Les Habits noirs/Partie 2/Chapitre 26

Hachette (tome IIp. 123-137).
Deuxième partie


XXVI

La cassette.


Michel eut son rire d’enfant joyeux.

« De sorte que, reprit-il, si vous ne me connaissiez pas, Mademoiselle ma femme, vous pourriez penser qu’après avoir couru un peu le monde tous ces temps-ci, je vous reviens alléché par l’odeur de votre mystérieuse fortune.

— Expliquez-vous, je vous en prie, dit la jeune fille, j’ai hâte de savoir.

— Je ne fais que cela, mon ange. Et voyez un peu comme la conduite de M. Lecoq est logique, au fond. Ne trouvez-vous pas que Blanche est trop jeune pour lui ?

— Si fait, certes, repartit Edmée qui eut presque un sourire.
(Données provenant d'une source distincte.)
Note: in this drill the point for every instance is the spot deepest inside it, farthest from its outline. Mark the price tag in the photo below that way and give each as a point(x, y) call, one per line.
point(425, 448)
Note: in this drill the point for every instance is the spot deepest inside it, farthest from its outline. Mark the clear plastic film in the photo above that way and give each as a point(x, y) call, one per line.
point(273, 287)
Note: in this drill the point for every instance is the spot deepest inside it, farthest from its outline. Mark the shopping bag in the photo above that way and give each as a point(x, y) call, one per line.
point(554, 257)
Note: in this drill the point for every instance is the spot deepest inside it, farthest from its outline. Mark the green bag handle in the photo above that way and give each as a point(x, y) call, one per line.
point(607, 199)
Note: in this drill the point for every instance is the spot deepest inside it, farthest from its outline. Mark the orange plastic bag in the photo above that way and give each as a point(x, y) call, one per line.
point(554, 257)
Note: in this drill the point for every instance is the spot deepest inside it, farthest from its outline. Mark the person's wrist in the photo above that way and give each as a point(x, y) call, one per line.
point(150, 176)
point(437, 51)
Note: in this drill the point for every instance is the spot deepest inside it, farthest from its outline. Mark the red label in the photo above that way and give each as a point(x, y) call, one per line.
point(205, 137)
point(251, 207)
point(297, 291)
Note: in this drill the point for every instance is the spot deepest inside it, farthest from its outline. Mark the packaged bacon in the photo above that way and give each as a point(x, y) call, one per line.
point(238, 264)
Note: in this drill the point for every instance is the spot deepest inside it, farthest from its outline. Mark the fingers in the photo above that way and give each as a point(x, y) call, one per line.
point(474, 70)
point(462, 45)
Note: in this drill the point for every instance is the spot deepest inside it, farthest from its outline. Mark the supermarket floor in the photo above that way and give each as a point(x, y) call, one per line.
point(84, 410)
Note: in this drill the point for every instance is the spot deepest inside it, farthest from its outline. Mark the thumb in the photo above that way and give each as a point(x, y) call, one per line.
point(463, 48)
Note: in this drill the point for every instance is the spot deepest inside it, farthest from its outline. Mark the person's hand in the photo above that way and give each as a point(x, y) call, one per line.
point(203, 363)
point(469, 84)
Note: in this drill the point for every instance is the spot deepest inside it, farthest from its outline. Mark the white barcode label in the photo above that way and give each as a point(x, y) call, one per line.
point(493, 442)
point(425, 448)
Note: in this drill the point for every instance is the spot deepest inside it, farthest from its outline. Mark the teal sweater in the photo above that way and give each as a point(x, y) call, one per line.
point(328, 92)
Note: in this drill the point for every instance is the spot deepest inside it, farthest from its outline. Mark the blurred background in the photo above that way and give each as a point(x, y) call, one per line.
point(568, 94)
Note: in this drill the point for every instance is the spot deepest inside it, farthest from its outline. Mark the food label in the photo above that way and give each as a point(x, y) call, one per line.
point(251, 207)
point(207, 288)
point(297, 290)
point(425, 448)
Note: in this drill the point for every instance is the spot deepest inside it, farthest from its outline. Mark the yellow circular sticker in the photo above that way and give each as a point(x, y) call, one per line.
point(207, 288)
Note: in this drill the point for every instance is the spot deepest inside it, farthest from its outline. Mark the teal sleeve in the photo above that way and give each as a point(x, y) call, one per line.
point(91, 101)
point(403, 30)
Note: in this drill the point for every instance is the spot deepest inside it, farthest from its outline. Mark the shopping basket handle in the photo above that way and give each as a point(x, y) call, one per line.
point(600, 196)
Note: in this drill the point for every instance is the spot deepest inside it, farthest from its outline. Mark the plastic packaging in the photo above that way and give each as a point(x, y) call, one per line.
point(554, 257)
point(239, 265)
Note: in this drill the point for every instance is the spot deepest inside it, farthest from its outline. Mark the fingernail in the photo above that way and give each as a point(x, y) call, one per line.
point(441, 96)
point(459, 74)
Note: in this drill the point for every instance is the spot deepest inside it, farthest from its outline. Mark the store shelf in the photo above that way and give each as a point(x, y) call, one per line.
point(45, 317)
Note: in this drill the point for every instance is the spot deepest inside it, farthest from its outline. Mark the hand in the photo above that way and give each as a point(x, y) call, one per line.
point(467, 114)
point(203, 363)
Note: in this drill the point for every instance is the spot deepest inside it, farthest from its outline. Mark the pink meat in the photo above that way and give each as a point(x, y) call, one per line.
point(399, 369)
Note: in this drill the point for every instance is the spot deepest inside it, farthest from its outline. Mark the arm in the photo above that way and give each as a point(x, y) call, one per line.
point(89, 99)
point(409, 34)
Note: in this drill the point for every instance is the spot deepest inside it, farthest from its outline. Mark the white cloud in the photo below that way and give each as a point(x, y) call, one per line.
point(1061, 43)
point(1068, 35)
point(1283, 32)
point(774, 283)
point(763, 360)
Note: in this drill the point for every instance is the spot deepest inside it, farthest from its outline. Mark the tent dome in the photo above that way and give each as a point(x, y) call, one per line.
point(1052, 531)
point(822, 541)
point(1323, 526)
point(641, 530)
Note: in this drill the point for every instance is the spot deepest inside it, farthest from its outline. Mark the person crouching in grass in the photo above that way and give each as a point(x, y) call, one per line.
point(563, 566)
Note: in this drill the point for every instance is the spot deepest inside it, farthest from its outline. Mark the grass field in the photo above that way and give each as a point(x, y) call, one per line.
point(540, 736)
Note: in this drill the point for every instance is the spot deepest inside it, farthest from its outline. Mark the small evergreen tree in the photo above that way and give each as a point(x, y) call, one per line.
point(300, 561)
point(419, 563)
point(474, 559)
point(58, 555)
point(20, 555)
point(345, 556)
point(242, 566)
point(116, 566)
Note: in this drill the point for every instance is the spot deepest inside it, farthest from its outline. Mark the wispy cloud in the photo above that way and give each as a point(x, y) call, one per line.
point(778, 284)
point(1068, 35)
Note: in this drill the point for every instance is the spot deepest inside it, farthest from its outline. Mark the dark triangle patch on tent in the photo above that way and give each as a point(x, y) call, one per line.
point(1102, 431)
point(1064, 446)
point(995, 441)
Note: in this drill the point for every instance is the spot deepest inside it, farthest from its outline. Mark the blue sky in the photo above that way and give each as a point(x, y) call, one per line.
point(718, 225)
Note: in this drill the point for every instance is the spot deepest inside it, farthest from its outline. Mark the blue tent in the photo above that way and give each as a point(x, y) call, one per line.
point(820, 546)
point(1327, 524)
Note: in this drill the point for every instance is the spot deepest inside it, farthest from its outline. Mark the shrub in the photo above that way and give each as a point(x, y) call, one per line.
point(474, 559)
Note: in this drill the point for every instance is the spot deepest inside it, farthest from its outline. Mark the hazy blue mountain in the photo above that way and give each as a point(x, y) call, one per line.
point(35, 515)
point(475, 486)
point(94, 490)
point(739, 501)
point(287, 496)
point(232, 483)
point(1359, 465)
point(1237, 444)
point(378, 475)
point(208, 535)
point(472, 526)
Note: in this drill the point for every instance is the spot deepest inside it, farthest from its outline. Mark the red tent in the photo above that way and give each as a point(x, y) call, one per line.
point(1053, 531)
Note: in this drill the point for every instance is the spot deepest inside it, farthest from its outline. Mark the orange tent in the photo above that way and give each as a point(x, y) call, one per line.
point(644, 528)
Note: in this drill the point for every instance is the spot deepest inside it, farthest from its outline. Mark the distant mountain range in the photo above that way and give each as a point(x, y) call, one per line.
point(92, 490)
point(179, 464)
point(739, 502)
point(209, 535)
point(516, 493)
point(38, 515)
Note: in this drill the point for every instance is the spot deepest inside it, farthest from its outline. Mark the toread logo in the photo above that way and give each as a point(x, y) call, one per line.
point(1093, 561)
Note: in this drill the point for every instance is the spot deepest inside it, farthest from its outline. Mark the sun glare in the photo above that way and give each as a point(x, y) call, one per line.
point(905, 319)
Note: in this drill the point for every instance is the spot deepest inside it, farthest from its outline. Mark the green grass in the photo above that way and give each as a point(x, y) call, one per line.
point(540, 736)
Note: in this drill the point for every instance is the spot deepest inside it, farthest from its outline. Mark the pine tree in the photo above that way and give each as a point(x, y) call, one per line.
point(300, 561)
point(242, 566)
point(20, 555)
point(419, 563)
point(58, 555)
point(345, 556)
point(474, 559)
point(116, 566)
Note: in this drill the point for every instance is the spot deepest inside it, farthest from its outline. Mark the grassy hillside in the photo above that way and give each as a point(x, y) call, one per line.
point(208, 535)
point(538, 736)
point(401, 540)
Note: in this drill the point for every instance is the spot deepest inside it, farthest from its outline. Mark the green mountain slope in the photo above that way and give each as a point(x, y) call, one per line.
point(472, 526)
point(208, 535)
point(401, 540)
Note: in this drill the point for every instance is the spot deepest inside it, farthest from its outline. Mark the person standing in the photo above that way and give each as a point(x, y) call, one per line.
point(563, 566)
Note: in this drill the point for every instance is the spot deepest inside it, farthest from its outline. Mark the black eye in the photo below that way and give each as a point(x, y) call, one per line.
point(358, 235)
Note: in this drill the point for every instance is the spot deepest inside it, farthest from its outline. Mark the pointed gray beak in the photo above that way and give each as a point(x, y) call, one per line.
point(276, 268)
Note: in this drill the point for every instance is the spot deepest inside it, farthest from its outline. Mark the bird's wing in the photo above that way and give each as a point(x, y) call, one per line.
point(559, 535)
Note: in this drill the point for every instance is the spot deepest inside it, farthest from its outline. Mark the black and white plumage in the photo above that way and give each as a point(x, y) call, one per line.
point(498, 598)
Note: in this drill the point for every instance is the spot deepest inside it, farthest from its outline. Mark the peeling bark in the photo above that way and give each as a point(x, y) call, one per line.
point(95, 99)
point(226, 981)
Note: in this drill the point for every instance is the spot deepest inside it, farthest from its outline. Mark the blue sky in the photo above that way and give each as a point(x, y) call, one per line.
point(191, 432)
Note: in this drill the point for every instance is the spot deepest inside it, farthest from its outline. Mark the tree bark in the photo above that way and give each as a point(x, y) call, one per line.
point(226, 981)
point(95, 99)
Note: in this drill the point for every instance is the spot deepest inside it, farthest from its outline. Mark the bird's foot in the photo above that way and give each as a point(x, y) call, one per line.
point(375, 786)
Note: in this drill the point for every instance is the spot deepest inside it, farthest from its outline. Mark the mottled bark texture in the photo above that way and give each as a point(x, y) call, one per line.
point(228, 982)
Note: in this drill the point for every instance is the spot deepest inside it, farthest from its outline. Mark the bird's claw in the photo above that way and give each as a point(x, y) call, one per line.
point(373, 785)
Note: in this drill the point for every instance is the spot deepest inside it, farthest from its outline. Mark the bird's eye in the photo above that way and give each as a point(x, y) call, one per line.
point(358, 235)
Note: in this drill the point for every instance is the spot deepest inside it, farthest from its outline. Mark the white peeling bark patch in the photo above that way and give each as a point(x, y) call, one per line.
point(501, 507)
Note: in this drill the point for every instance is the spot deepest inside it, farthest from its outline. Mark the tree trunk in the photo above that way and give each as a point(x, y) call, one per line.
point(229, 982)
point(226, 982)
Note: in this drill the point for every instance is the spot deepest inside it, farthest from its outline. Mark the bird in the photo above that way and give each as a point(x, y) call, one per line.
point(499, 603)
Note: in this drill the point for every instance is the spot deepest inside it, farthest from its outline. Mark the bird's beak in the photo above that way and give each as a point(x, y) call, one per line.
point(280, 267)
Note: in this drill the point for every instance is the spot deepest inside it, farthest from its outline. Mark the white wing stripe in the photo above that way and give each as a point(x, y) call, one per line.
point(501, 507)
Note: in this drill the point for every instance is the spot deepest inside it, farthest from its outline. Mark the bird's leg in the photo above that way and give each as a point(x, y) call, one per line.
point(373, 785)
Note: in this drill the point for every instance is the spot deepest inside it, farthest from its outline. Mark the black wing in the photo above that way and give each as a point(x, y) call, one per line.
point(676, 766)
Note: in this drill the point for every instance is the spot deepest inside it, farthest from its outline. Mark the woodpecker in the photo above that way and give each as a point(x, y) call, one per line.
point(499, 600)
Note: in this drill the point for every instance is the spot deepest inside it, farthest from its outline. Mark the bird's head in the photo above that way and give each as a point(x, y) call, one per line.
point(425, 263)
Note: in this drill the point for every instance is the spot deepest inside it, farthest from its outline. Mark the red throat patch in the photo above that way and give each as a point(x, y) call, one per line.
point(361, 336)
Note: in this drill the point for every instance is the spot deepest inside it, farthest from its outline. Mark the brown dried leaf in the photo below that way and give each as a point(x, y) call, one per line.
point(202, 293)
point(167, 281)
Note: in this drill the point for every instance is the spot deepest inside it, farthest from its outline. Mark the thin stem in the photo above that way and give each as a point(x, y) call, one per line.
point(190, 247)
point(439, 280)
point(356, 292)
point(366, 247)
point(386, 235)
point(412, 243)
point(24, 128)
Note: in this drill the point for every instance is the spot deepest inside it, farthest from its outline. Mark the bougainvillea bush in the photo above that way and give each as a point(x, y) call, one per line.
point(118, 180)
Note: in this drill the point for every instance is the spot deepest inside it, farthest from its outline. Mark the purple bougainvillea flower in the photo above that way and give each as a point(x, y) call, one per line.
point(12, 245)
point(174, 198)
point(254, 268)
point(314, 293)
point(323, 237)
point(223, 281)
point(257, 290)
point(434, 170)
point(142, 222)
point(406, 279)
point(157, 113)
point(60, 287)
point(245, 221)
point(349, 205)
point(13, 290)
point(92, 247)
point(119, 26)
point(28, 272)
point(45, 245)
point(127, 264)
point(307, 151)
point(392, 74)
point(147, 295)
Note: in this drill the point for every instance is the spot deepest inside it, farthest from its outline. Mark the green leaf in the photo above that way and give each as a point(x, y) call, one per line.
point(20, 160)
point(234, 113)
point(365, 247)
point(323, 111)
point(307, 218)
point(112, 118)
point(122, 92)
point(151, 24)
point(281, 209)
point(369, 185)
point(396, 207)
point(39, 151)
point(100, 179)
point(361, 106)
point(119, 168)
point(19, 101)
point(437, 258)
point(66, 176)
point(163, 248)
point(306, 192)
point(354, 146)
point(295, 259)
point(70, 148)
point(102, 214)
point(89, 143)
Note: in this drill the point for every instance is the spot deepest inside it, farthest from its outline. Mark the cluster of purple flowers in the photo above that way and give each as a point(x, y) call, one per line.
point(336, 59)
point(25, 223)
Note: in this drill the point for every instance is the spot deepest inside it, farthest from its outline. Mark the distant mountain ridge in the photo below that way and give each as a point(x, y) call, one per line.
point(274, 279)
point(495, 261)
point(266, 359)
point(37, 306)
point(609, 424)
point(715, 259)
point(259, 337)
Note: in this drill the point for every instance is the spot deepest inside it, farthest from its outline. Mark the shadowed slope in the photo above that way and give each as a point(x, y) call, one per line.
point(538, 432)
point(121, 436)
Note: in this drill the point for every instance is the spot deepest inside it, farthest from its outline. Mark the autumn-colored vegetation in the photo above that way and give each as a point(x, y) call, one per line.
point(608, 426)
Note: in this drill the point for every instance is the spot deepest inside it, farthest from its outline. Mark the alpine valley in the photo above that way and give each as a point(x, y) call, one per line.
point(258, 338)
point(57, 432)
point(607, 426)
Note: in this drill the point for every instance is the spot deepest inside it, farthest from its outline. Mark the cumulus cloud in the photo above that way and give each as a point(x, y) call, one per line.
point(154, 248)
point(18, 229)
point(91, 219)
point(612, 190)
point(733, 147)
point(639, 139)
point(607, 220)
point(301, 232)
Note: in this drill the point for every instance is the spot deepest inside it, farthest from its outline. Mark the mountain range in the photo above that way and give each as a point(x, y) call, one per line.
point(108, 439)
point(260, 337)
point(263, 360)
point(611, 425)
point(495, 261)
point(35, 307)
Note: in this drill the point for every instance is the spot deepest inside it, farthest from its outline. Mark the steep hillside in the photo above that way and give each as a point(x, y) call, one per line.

Mais il ne s’agit pas de Blanche.

— Il s’agit de vous. M. Lecoq sachant qu’il y a, de par le monde, une fortune qui vous appartient, et voulant peut-être se donner le droit d’entrer en campagne contre les détenteurs de cette fortune… Ah ! ah ! vous ne le connaissez pas !

— Mais où est-elle, cette fortune ? s’écria Edmée, et qui sont ses détenteurs ? »

Michel devint rêveur.

« De l’autre côté de la cour, dit-il en montrant du doigt la fenêtre de Maurice et d’Étienne, j’ai deux amis qui sont un peu fous, mais pas beaucoup plus fous que le restant de Paris. Leur folie est de tourner tout en drame et de considérer la vie réelle comme un immense répertoire de pièces propres à être représentées sur le théâtre de l’Ambigu. Il y a du vrai là dedans, je ne dis pas non. Donc, ces deux bons garçons que vous connaissez aussi bien que moi ont remué des montagnes autour de nous deux, Edmée, autour de la maison Schwartz, autour de ce que vous savez comme moi, autour de ce que nous ignorons l’un et l’autre. J’ai travaillé avec eux, collaboré comme ils disent, et parmi le monceau d’hypothèses qu’ils retournaient pour y chercher leur pâture, toujours cet antagonisme se retrouvait entre Olympe Verdier et Sophie ; Sophie, c’est vous, Olympe Verdier, c’est ma mère. Ils ne savent rien de ce dernier secret, et ils ne connaissent pas ma mère, qui ne dit son cœur qu’à Dieu. Mais leurs suppositions, rapprochées de certaines paroles de M. Lecoq, ayant trait à la fortune des Schwartz et à sa source, conduiraient à penser… Le baron Schwartz est un homme habile, et je ne réponds que de ma mère… Or, quand ma mère a épousé le baron Schwartz, il avait déjà quatre cent mille francs.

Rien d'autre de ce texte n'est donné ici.